Basic benchmark

Walter Bright newshound1 at digitalmars.com
Sun Dec 14 18:37:22 PST 2008


Bill Baxter wrote:
> Of course that back end was also designed for C/C++ originally, right?

Pretty much all of them are.

> But anyway, I agree with bearophile, that requiring too many special
> features out of a back end will make it hard for any alternative D
> compilers to keep up.

I'm aware of that, but I'm also aware of the crippling workarounds 
cfront had to use to avoid changing *anything* in the back end, because 
cfront had no control over them. There are still some suboptimal things 
in C++ due to trying to avoid changing the rest of the tool chain.


>> While of course all this can be added to any back end, I understand how to
>> do it to mine, and it would take me a lot of time to understand another well
>> enough to be able to know just where to put the fix in.
> 
> That's understandable, but at some point it becomes worth the effort
> to learn something new.  Many people get by just fine using C++.  They
> may be interested in D, but it just takes too much effort.  However, a
> little effort invested in learning D pays off (at least we all believe
> so or we wouldn't be here).  Likewise, if there were a really solid
> well-maintained back end with a liberal open source license that
> generates great code, it would very likely be worth your time to learn
> it, even though it might be rough going in the short term.
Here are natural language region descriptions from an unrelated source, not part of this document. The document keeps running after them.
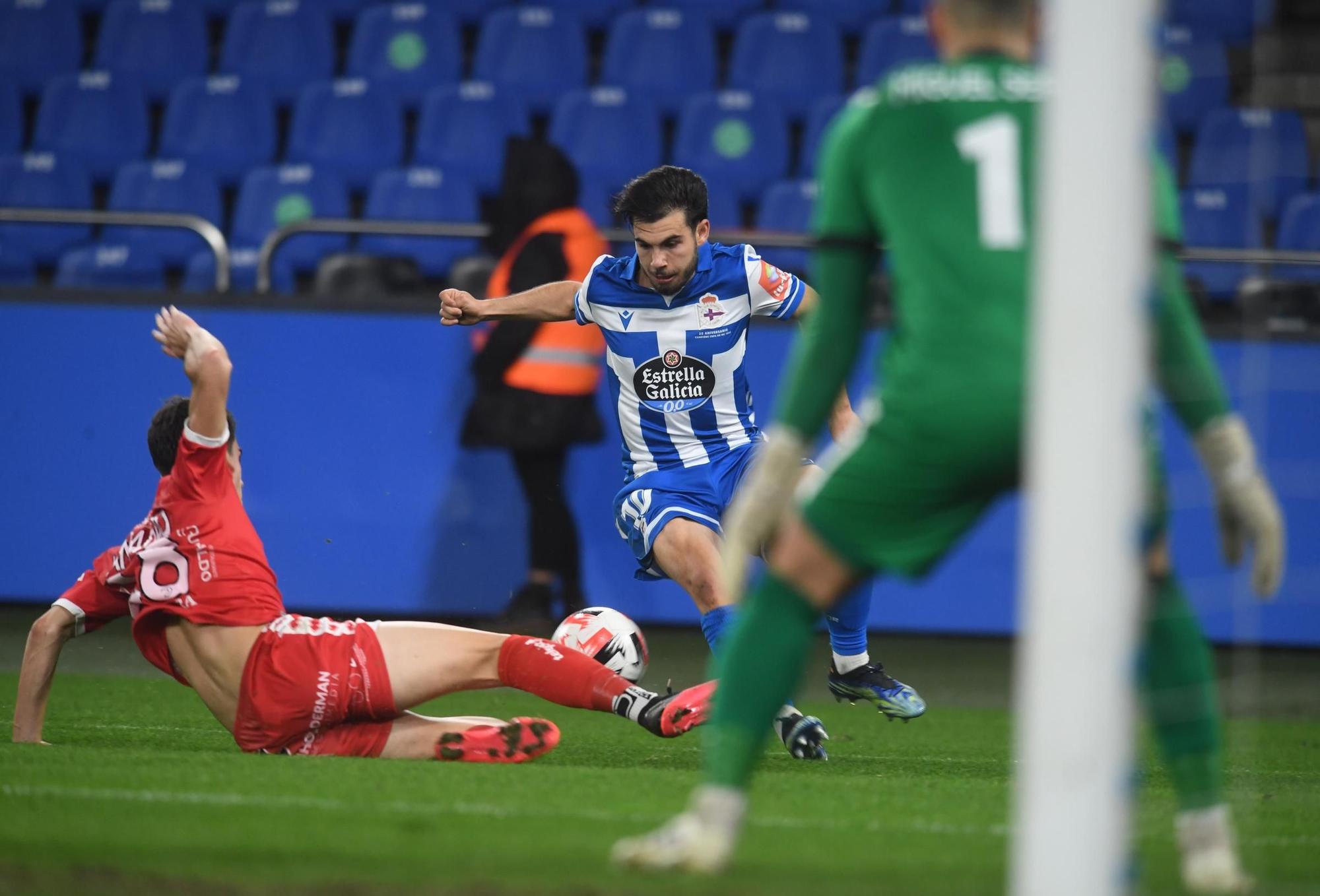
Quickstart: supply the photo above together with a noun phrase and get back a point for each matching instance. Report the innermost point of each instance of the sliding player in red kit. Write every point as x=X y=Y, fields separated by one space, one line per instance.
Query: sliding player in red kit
x=207 y=609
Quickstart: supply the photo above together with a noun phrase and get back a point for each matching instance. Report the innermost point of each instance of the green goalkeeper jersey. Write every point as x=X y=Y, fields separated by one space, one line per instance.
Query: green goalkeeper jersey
x=938 y=166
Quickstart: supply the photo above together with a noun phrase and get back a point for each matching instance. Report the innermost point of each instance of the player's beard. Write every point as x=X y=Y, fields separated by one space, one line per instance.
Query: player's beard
x=676 y=284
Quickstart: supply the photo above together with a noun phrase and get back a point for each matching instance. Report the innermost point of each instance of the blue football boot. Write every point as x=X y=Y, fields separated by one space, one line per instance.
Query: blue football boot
x=871 y=683
x=803 y=736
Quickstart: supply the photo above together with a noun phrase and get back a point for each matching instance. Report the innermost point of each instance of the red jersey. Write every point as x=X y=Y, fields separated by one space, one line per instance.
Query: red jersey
x=196 y=556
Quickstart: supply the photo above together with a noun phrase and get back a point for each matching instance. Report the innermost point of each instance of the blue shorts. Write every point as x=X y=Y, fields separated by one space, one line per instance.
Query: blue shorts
x=649 y=503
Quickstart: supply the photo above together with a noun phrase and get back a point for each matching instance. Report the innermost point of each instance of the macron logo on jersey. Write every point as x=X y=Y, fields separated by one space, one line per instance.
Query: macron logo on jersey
x=679 y=375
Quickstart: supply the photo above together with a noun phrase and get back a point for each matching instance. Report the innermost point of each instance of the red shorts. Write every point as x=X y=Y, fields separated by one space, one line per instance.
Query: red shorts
x=316 y=688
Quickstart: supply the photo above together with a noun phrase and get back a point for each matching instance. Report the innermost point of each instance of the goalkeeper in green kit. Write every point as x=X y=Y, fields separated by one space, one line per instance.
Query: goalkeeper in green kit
x=938 y=163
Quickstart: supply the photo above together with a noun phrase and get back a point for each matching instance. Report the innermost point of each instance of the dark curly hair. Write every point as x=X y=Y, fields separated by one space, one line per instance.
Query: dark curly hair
x=655 y=195
x=168 y=428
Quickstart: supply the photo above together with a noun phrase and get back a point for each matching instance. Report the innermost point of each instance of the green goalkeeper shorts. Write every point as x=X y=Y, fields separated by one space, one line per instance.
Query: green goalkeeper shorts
x=898 y=499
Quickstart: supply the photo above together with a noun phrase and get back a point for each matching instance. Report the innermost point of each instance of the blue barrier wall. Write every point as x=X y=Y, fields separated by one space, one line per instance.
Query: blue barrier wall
x=368 y=505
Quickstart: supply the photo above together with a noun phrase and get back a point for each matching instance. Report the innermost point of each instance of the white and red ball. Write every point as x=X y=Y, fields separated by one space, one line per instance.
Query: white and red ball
x=610 y=638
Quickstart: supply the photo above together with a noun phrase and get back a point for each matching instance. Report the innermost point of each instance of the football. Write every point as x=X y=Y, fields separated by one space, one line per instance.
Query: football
x=609 y=637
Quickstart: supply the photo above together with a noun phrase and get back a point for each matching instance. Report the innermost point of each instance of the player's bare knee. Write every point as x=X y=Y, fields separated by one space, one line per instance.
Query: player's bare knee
x=808 y=567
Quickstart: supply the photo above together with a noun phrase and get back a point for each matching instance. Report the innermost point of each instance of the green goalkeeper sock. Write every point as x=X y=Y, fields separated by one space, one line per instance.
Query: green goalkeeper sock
x=761 y=663
x=1178 y=684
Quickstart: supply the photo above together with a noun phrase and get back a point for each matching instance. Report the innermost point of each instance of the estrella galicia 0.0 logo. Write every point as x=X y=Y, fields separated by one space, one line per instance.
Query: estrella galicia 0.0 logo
x=674 y=383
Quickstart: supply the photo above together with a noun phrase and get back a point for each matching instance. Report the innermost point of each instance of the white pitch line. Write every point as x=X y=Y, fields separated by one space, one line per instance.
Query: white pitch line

Such doesn't exist, however. I remember efforts back in the early 80's 
to build one (the PCC, for example).

>> Another thing I'd be very unwilling to give up on with the dmd back end is
>> how fast it is. DMC is *still* by far the fastest compiler out there.
> 
> I'd gladly trade fast compilation for "has a future" or "supports
> 64-bit architectures" or "generates faster code" or "doesn't crash
> when there are too many fixups in main()".   Have you seen the
> messages about how long it can take to compile DWT applications?  DWT
> progs are already desperately in need of some smarter dependency
> tracking and ability to do minimal recompilations.  I think
> implementing that (in a build system or whatever) would more than make
> up for the loss in raw compilation speed.  Besides, I think a chunk of
> the the compilation speed is thanks to the module system, and avoiding
> the endless reparsing required for C++ #includes.  So any D compiler
> should benefit.

DMC is the fastest C/C++ compiler. DMD benefits from much of the work 
that went in to make it fast. I did design the semantics of D to favor 
fast parsing speeds, but there's still the back end speed which has 
nothing to do with parsing semantics.

I found out yesterday that gcc still generates *text* assembler files 
which are then fed to the assembler for all compiles. That just cannot 
be made to be speed competitive.

> Anyone have the data for the time required to compile tango with DMD
> vs LDC?  It would be interesting to see how bad the difference is.
> 
> Anyway, all that said,  it's not clear that we really do have that
> mythical "uber backend" available right now.
> 
> According to my conversations on the clang mailing list, the current
> target is for LLVM to be able to fully support a C++ compiler by 2010.
>  I'm not quite sure what all that involves, but apparently it includes
> things like making exceptions work on Windows.  So it certainly does
> look a bit premature to move over to LLVM as the primary platform for
> D at this point.

Abandoning dmd's back end now then would entail a 2 year delay with no 
updates, and I guarantee that there'll be years of wringing bugs out of 
LLVM. Writing a cg for a complex instruction set like the x86 is, well, 
pretty complicated <g> with thousands of special cases.

One thing that made D possible was I was able to use a mature, 
professional quality, debugged optimizer and back end. The lack of that 
has killed many otherwise promising languages in the past.